Né en Bavière sous le prénom de Johan Simon, Giovanni Simone Mayr (1763-1845) fait partie de ces compositeurs rejetés dans l’ombre par l’ascension rapide de Rossini, lui et ses soixante-dix opéras dont le plus connu demeure Medea in Corinto (1813) [lire nos critiques du DVD, ainsi que des CD Ginevra di Scozia et La Lodoiska]. Moins de cinq ans après sa première tentative dans le domaine lyrique (Saffo, ossia I riti d'Apollo Leucadio, 1794), ce fils d’organiste bientôt enraciné à Bergame conçoit Che originali !, une farce en un acte aux nombreux surnoms (Il trionfo della musica, Il pazzo per la musica, etc.). Le livret de Gaetano Rossi s’inspire d’une pièce française de Nicolas-Médard Audinot, La musicomanie, présentée en 1779 à l’Ambigu comique (Paris). L’ouvrage de Mayr est donné au Teatro San Benedetto (Venise), le 18 octobre 1798.
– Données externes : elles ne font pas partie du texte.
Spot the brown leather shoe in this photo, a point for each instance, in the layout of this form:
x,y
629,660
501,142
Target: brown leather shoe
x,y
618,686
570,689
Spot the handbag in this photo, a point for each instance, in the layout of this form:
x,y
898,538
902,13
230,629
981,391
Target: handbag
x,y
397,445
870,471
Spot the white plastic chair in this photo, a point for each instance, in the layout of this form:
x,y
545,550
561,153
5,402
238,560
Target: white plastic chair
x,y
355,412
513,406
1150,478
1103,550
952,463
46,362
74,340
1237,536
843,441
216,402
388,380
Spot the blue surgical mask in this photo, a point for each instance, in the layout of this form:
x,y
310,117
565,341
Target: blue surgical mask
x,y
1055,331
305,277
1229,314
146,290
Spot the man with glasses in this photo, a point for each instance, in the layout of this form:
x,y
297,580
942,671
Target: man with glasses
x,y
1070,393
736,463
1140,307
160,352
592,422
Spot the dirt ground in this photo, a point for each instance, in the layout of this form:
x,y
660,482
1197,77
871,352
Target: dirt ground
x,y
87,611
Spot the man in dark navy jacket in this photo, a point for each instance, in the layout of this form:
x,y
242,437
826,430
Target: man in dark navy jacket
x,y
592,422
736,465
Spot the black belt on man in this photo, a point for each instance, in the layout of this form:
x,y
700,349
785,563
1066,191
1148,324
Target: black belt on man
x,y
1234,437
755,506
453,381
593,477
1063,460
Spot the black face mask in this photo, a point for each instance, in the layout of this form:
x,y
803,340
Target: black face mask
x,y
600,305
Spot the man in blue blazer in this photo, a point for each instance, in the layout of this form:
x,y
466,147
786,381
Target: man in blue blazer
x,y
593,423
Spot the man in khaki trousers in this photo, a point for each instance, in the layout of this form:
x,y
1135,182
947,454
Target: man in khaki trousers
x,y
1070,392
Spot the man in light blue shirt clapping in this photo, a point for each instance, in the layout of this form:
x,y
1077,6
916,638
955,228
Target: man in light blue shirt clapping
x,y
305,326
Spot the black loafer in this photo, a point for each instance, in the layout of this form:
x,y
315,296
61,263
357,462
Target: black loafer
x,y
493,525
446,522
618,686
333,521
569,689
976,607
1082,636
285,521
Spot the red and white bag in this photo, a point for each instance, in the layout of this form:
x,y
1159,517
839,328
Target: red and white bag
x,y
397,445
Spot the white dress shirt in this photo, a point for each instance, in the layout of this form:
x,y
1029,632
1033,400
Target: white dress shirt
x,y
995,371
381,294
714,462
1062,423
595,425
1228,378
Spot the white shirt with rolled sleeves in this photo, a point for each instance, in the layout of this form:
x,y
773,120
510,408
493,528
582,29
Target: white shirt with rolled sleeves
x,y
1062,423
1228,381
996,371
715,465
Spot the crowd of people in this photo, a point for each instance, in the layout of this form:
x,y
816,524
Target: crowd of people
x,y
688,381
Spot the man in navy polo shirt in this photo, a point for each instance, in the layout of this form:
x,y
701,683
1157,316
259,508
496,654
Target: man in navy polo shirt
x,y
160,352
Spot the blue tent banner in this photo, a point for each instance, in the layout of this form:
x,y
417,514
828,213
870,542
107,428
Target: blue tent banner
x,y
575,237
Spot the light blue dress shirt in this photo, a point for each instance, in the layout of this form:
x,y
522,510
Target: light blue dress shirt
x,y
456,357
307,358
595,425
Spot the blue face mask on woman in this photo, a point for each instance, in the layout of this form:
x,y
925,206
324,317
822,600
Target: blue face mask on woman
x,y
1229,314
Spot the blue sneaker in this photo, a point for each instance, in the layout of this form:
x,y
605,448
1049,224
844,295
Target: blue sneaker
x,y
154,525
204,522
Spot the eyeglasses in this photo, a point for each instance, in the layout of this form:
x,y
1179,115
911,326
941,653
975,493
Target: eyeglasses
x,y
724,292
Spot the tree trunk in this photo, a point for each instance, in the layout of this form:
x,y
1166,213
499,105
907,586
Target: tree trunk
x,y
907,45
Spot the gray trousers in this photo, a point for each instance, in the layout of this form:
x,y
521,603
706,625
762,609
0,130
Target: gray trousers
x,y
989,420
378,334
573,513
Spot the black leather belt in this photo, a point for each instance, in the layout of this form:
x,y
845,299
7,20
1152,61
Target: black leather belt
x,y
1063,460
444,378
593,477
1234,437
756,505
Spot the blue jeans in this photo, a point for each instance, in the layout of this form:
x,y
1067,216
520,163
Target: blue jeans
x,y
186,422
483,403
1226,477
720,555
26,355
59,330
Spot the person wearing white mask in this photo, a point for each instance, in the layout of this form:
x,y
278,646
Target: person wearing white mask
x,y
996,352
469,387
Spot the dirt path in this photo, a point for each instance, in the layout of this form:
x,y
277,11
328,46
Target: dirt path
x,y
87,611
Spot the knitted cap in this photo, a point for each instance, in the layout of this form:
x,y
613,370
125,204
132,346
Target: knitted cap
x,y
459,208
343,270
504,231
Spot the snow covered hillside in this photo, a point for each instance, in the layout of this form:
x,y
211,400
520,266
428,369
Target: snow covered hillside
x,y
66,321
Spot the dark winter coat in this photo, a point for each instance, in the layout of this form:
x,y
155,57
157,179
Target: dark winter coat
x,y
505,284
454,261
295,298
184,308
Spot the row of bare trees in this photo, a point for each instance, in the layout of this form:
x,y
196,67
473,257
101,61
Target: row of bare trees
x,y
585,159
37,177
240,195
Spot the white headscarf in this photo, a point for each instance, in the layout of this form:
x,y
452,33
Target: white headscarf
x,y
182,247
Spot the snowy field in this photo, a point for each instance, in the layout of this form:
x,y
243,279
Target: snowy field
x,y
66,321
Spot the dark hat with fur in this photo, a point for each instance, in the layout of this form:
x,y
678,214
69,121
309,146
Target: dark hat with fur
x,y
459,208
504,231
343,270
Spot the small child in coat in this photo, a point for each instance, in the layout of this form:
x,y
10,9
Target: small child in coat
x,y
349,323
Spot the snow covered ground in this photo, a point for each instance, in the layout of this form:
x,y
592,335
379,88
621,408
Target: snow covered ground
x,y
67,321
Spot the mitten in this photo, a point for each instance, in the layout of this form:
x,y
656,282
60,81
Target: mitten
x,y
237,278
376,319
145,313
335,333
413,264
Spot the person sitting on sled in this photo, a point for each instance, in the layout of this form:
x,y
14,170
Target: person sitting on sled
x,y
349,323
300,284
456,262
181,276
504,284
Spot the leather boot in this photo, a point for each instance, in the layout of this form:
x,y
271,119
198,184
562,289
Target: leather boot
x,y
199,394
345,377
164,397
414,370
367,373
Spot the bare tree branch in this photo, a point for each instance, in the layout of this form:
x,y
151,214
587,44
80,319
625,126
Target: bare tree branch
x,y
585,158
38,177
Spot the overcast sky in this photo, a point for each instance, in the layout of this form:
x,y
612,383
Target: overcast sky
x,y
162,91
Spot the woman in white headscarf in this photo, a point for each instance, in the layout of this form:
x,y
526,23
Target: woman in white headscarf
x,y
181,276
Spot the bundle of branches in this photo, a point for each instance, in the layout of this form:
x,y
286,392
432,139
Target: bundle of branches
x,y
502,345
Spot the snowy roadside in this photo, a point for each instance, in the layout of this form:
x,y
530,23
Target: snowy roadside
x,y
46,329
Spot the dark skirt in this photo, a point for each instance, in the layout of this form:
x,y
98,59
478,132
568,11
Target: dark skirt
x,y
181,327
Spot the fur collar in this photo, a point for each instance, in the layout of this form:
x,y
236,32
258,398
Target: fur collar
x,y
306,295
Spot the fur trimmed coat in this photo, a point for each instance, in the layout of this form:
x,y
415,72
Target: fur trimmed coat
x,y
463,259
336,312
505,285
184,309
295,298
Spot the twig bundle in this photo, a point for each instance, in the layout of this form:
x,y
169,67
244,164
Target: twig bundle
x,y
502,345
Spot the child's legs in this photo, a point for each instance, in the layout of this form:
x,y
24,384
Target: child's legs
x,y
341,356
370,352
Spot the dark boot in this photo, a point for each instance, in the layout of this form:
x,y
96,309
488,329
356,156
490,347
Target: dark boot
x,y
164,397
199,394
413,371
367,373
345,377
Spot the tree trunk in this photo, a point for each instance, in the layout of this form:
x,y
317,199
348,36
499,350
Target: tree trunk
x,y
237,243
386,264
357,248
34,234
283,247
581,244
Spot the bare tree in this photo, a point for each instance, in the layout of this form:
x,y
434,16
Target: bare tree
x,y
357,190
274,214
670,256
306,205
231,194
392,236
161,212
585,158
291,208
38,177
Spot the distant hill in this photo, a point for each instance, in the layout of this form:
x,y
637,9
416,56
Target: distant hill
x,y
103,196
Dans sa maison aux vingt clavecins, le baron Febeo ne veut entendre parler que de musique, des noms illustres lui venant aux lèvres toutes les dix minutes (Pergolesi, Jomelli, Haydn, Clementi, Mozart, Pleyel…). Il compose à tout-va, sûr de lui, et forcément vexé que son rondeau inspiré par Don Quichotte soit sifflé à l’Académie. Febeo a deux filles : Rosina, dépressive autant qu’hypocondriaque, et Aristea, passionnée par les vers de Métastase, ainsi que par la cour entreprise par le comte Carolino. Or, contrairement à cette tête-en-l’air de Carluccio engagé sur le champ/chant, le chevalier n’est ni musicien ni poète ; Febeo lui refuse sa fille. Dès lors, le jeune homme multiplie approches et déguisements pour parvenir à ses fins, aidé par les domestiques Biscroma, soucieux de récompense financière et de fidélité conjugale, et Celestina, sa promise.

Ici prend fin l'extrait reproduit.